Message from the Chair
What Next?

Four months ago the WCD Report was launched. My fellow Commissioners and I have spent recent weeks studying the responses to Dams and Development. As one observer noted: Not since Brundtland has a global report catalysed such an engaged and worldwide review and debate.

More than 50 events on the Report have already been organised; over 5,000 copies sold; more than 2,000 downloads of the Report from our website; several important awards received.

So where do we go from here?

Our report offers a framework for decision-making ­ not a decision.

Universal endorsement often only comes to bland undertakings, and I am proud to say that we have passed the test of "harmonious irrelevance" with flying colours ­ as the lively and intense response to the Report clearly illustrates.

Despite talk of a negative or bleak tone, nowhere in the Report will you read "large dams are bad." Or "good." Large dams simply are. The Report shows how, where, when and why certain aspects of those dams have performed for better or for worse and how we can improve decisions to develop resources for all.

The Report does not call for a moratorium. Dams should be judged on a case by case basis, and pass or fail according to the criteria and guidelines societies set for them.

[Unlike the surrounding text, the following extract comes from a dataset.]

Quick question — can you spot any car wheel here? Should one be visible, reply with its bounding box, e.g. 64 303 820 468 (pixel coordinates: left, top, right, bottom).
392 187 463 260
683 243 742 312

To that end, our guidelines offer guidance ­ not a regulatory framework. They are not laws to be obeyed rigidly. They are guidelines, with a small "g," that illustrate best practice and show all nations how they can move forward. But guide us they should, as we cannot ignore the lessons of the past and because they can best reduce the risks and costs for all parties involved.

Some blame the messenger for a decline in dam construction ­ a situation it did not create. Others invest the messenger with powers to stop or govern dam decisions ­ a mandate it did not have or seek.

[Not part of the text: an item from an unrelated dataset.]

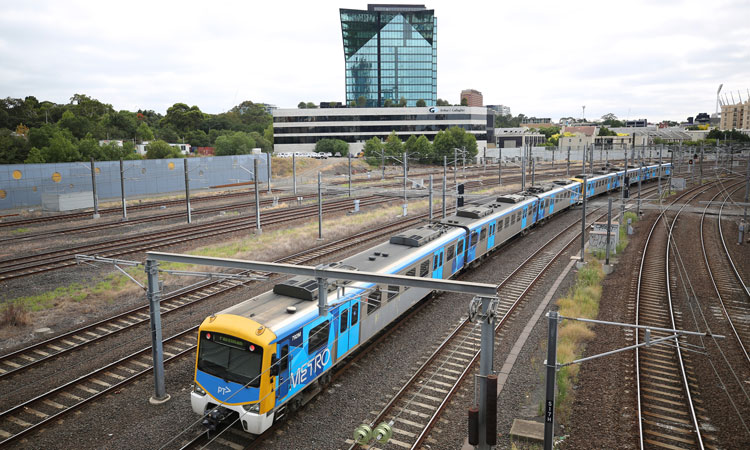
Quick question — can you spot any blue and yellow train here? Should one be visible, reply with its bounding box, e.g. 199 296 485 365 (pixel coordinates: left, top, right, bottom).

What is the WCD message? That in response to growing development needs, dams remain one important option, but to turn that option into an ideological crusade ­ by either side and for whatever reason ­ would not only fail, but preempt whole societies from making an informed choice, which is their sovereign and human right.

We, the former Commission, cannot and do not make that informed choice. You can, and I hope you will.

The Third and Final Forum meeting in Cape Town took a remarkable decision, namely to move forward together by building on the work of the Commission. As Chair of the WCD, I could not have thought of a better ending.